Here is my situation. I have one page (page 1) with entities in a long list displayed based on specific sorting. Then I have another page (page 2) with entities in a long list based on different sorting. There are many items on page 1, and one item of interest (can be any one of the many). The item of interest from page 1 also appears on page 2. Page 2 also has many items but none of the item of page 2 match the items of page one except the item of interest.
I want to have link to from the item of interest on page 1 to page 2. This allows the users to see similar items based on a different sorting. Since any item on page 1 could be the item of interest, each item will have such a link and each link will link to a different page.
The problem is the many to many relationship. Displaying the correct link for each item on the page would computationally expensive. So instead I have added a generic URLs with the object's id as parameter. When the link is clicked it does the lookup in the db to find the correct page and then redirects to the correct page.
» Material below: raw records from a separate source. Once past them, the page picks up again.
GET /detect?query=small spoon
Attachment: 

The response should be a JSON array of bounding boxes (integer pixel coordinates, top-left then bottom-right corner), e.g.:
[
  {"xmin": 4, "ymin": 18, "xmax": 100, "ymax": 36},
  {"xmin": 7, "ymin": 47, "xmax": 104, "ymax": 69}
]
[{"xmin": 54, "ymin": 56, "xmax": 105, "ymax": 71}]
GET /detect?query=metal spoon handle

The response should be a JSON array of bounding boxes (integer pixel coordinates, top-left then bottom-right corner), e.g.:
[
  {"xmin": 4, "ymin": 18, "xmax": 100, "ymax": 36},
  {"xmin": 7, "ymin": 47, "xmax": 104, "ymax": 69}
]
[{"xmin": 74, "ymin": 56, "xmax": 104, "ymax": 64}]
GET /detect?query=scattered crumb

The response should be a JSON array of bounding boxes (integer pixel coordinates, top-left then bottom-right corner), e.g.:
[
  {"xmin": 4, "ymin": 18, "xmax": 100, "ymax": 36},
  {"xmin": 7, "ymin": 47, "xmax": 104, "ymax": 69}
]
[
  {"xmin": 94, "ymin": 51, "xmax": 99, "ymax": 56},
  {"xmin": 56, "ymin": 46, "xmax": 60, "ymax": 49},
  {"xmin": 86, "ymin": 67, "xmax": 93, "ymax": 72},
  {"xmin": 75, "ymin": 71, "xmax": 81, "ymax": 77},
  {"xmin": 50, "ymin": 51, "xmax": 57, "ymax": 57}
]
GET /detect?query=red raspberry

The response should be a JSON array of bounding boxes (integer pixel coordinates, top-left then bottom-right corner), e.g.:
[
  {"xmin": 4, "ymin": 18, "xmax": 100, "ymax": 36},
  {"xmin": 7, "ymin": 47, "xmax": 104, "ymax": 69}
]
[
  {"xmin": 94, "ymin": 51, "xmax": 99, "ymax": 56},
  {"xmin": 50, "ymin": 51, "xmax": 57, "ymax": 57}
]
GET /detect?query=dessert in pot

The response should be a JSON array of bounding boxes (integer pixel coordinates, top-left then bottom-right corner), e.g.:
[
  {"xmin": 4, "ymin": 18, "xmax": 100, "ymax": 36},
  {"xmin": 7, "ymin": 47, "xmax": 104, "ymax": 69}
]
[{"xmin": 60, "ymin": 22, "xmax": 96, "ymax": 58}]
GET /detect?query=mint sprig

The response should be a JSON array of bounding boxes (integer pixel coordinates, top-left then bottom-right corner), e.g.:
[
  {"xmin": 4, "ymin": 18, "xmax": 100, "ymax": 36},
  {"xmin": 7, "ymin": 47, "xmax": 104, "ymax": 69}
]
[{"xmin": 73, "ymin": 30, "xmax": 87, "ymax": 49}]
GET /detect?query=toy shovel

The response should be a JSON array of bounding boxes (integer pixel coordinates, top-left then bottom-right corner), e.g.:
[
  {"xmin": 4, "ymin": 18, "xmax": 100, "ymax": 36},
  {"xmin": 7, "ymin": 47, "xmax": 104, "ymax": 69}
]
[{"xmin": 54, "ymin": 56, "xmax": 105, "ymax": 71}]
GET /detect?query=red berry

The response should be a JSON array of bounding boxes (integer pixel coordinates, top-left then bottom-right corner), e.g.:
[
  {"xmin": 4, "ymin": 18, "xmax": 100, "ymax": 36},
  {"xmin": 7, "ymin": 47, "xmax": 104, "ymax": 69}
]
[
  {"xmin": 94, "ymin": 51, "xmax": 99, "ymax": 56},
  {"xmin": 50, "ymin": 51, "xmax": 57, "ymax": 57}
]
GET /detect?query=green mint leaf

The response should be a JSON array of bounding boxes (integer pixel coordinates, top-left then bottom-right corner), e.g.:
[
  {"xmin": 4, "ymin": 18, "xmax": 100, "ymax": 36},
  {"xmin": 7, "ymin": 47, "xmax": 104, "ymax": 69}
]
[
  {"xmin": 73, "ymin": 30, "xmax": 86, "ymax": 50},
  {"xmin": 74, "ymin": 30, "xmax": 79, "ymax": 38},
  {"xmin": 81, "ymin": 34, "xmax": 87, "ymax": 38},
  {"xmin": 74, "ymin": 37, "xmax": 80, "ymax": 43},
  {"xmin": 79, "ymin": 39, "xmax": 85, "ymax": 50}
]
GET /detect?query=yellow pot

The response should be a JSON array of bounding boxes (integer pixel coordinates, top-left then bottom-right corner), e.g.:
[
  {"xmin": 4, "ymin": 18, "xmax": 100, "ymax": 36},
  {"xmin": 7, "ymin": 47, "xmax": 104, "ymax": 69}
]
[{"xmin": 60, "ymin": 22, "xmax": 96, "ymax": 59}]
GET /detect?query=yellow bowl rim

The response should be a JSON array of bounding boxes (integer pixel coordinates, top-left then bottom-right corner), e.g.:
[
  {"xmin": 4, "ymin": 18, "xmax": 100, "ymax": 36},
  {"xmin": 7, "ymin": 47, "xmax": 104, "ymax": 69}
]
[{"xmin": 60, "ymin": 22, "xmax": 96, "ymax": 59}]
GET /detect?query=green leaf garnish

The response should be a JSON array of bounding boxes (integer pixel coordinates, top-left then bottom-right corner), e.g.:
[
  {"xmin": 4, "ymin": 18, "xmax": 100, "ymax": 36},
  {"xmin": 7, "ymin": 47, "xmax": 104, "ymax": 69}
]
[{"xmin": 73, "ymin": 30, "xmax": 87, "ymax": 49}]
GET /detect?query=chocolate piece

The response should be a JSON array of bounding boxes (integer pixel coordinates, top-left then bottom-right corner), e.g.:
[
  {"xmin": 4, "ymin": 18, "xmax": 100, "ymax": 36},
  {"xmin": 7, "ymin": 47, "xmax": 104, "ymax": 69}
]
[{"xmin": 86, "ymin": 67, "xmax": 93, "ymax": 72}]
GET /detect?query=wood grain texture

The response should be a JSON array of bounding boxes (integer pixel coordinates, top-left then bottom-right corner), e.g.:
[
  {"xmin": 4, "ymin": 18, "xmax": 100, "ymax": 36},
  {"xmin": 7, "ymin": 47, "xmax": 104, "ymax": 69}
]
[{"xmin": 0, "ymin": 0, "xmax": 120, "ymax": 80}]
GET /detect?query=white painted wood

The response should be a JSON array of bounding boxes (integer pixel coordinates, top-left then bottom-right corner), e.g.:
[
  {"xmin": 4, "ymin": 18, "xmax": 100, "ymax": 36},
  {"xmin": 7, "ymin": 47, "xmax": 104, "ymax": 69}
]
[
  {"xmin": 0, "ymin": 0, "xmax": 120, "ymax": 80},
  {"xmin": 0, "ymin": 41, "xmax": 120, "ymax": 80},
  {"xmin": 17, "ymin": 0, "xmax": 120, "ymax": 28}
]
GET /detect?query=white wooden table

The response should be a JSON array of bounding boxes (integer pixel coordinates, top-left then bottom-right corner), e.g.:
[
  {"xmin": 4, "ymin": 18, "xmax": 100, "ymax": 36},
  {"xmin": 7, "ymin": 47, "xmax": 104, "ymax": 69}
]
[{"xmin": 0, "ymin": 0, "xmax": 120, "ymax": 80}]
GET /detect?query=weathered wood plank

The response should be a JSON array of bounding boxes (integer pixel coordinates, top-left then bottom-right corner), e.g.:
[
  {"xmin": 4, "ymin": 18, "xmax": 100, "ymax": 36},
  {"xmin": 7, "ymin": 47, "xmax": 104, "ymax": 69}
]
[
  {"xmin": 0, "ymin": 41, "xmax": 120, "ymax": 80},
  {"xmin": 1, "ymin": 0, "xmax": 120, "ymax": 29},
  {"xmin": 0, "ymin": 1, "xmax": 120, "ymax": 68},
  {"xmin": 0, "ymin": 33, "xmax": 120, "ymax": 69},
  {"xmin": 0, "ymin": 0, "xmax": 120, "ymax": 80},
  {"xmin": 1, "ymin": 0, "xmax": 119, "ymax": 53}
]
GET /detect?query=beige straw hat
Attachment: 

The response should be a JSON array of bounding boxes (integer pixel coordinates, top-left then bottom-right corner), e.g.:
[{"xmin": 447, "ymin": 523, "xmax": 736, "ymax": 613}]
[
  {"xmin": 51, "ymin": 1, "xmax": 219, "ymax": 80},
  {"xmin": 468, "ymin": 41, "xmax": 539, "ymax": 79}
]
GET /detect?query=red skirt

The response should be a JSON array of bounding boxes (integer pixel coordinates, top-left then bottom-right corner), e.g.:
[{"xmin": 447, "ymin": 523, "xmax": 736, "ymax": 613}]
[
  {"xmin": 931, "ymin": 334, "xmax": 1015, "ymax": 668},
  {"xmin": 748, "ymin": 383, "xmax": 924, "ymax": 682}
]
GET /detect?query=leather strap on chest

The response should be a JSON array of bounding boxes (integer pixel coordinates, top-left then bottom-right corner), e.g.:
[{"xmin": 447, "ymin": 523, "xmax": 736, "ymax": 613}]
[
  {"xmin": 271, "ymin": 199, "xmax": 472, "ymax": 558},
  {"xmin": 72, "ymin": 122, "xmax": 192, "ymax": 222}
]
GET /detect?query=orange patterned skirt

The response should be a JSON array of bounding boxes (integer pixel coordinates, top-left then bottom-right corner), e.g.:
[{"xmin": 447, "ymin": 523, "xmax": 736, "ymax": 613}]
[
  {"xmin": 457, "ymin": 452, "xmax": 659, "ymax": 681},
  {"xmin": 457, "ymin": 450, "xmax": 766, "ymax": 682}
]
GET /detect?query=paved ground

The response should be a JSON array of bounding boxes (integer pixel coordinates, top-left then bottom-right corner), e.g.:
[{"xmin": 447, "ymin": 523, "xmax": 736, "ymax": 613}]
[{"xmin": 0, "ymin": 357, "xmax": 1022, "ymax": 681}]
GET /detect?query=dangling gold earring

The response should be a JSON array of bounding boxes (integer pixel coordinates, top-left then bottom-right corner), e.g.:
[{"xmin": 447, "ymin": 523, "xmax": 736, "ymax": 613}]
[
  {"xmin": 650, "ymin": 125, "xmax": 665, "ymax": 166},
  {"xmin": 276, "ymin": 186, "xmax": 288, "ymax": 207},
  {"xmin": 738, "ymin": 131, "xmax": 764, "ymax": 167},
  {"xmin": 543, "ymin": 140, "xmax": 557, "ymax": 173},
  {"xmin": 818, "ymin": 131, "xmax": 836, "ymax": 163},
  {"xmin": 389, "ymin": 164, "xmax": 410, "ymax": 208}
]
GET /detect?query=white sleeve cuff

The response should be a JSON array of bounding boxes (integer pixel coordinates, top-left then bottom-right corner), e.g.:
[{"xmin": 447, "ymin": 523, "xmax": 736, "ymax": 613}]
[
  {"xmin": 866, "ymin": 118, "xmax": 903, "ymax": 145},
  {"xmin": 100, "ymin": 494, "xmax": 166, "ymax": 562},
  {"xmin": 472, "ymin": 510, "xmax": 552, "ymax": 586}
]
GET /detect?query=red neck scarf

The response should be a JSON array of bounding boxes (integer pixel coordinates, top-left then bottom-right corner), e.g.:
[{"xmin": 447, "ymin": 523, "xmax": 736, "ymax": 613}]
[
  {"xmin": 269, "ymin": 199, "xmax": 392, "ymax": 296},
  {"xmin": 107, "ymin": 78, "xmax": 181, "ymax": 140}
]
Strictly speaking I now have two URLs leading to the same content, and the total number of URL's has increased not just by double but by the number of items on a list (exponentially).
From an SEO perspective having these links is great as it promotes content discovery but the ballooning of URL's to duplicate content is horrible. What would be the best way to handle this? Should I block the generic URL in robots.txt (that is the URL that appears on with each list item). There goes content discovery. Or, should I add canonical link?
Also, is it a problem that each of these links is a redirect?